It is important to note that in our coding a basic criterion for inclusion is that the purpose of the event must relate to a specific election, not just to more general demands for democracy. DECO also include events concerning canceled or postponed electoral contests and contention arising from the results of the vote. For instance, if government forces crack down on protesters demanding that the results of an election be overturned, that event would fall within our definition.
As a final step, DECO also considers specific events that occur within longer periods of electoral violence (spells). In some instances, identified events of lethal electoral violence have been followed by other violent incidents and reprisals by the same or closely affiliated actors, in the same or related locations, which extend beyond the initial events. If events are considered with high certainty to be election related, we code other events within the same spell as electoral violence, although we assign that coding decision a higher degree of uncertainty. The cutoff point for the end of a spell is decided mainly by a notable change in dynamics, which is ultimately assessed by the coder based on a more comprehensive reading of the case. 13 When there is a clear temporal break in the violence, new events of violence are not classified as part of the initial spell of electoral violence.
Approximately 63 perccent of the events in DECO are included in the published UCDP GED dataset. However, a significant proportion of DECO events (37 percent = 1,553/4,233) are not included in UCDP GED because they do not meet criteria such as fatality threshold, organization, or incompatibility. The main determinant for an event’s inclusion in DECO is its substantive link to an electoral contest.
In addition to classifying an event as election related or not, DECO provides additional information based on a qualitative assessment of the event. For example, we include fine-grained classifications of the two sides involved in an event (e.g., security forces, voters, supporters of government, or supporters of opposition) and make an overall assessment of both sides’ links to the incumbent side and whether the event has a clear perpetrating person or group. DECO also records the targets of violence and the type of election the violence is associated with.
DECO is released as a georeferenced event dataset to allow users of the data maximum flexibility to aggregate data by their theoretically relevant unit of analysis (e.g., subnational regions, pre-election country-month) and choose the operationalization of violence that makes most theoretical sense for their purpose (e.g., dichotomous variable, fatalities, or events).
Discussion of Data Quality
DECO’s compatibility with UCDP GED offers some clear advantages for researchers interested in the relationship between electoral violence and other forms of political violence. However, our reliance on the UCDP GED database for the initial list of candidate events might also introduce some bias. 14 One source of bias is related to conceptual validity for scholars interested more broadly in electoral violence. Lethal violence, as already noted, represents only a subset of behaviors commonly associated with contentious elections. Of the 10,975 violent events recorded in ECAV over the 1989 to 2012 period, for example, more than half of the events (6026/10975) had no recorded fatalities.
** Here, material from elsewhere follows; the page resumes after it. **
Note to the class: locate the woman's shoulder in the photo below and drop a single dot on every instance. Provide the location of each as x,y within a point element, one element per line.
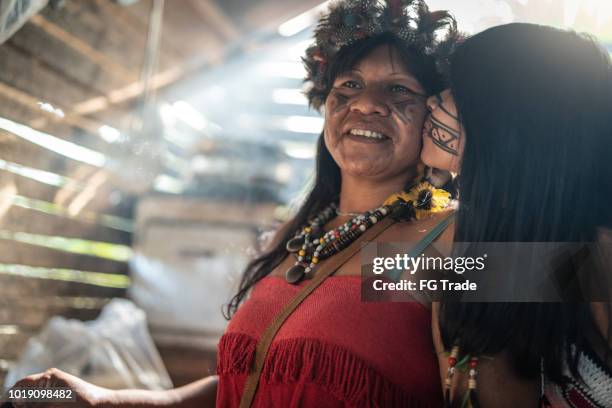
<point>415,230</point>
Scholars who use DECO to study electoral violence should be cognizant of these specific scope conditions and what they entail, for example, in terms of comparability to extant work and applicability of existing theories. Other datasets such as NELDA and ECAV include non-lethal manifestations of electoral violence and could thus be more applicable when theoretical expectations deal with contentious elections more broadly. Importantly, the absence of events related to an election in DECO does not necessarily mean that election was free from violence or coercion. In all the elections included in ECAV from 1989 to 2012, for example, about 37 percent had violent contention that did not lead to fatalities. 15 This means that 63 percent of the cases experienced violent contention with lethal outcomes, and in an overwhelming majority of these cases (83 percent) lethal and non-lethal events occurred alongside each other. This suggests that variation is sufficiently large, however, for users of DECO to recognize the scope conditions entailed by focusing on lethal violence only.
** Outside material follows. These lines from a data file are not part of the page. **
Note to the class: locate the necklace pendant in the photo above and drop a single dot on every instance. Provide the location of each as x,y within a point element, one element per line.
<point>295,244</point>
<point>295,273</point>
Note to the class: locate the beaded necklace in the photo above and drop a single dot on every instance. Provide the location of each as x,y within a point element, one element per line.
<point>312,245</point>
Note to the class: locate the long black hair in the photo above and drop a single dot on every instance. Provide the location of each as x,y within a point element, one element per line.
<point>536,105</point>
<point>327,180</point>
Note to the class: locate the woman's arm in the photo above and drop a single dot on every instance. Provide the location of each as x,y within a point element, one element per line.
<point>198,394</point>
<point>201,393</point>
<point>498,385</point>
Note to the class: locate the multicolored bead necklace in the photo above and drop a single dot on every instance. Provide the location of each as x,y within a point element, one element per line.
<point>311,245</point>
Another source of bias is related to the reliability of the data. UCDP GED focuses on lethal organized violence, giving core attention to conflict dyads where fatalities reach a threshold of 25 deaths. While the database as a whole includes all the events considered for inclusion, the fatality threshold might still imply that what are initially deemed as very isolated incidents of fatal violence, even when political in character, might not be included. As noted above, however, the focus on lethal events still enhances the reliability of our data collection, as these are events with a higher baseline probability of being reported across different political and media contexts.
Another limitation of DECO, which we share with the other event datasets, stems from UCDP’s strong reliance on newswires. At present, about 70 percent of all the events in the released UCDP GED dataset are from media sources, and the rest from non-media sources, such as civil society organizations and case studies by country experts (Dietrich and Eck 2020). Despite UCDP’s reliance on multiple sources and efforts to identify and triangulate information through non-media sources, the heavy use of newswires might introduce bias in both what is reported and how it is reported. Our effort to establish a substantive link between an event and an election is based on a qualitative assessment of the individual event from information in the UCDP GED. Thus, the reliance on news reporting makes the coding sensitive to the news frame applied by the media at the time and place in question, as well as the quality and availability of media reports (see, e.g. Sollenberg and Öberg 2011; von Borzyskowski and Wahman 2021). The reporting of events may, for instance, be shaped by the same factors that influence the risk of electoral violence, such as the competitiveness of elections and the area’s past experience of electoral violence. In areas with previous electoral violence, local and international monitoring is more likely to be in place, which in turn increases the likelihood that violent events will be picked up by news media. The characteristics of the perpetrator of violence may also influence whether the reported purpose of the violence can be established or not. For example, armed actors who object to elections and use violence to disrupt them have more interest in justifying their use of electoral violence than armed actors affiliated with political parties, who may have a greater interest in publicly disassociating themselves from violence.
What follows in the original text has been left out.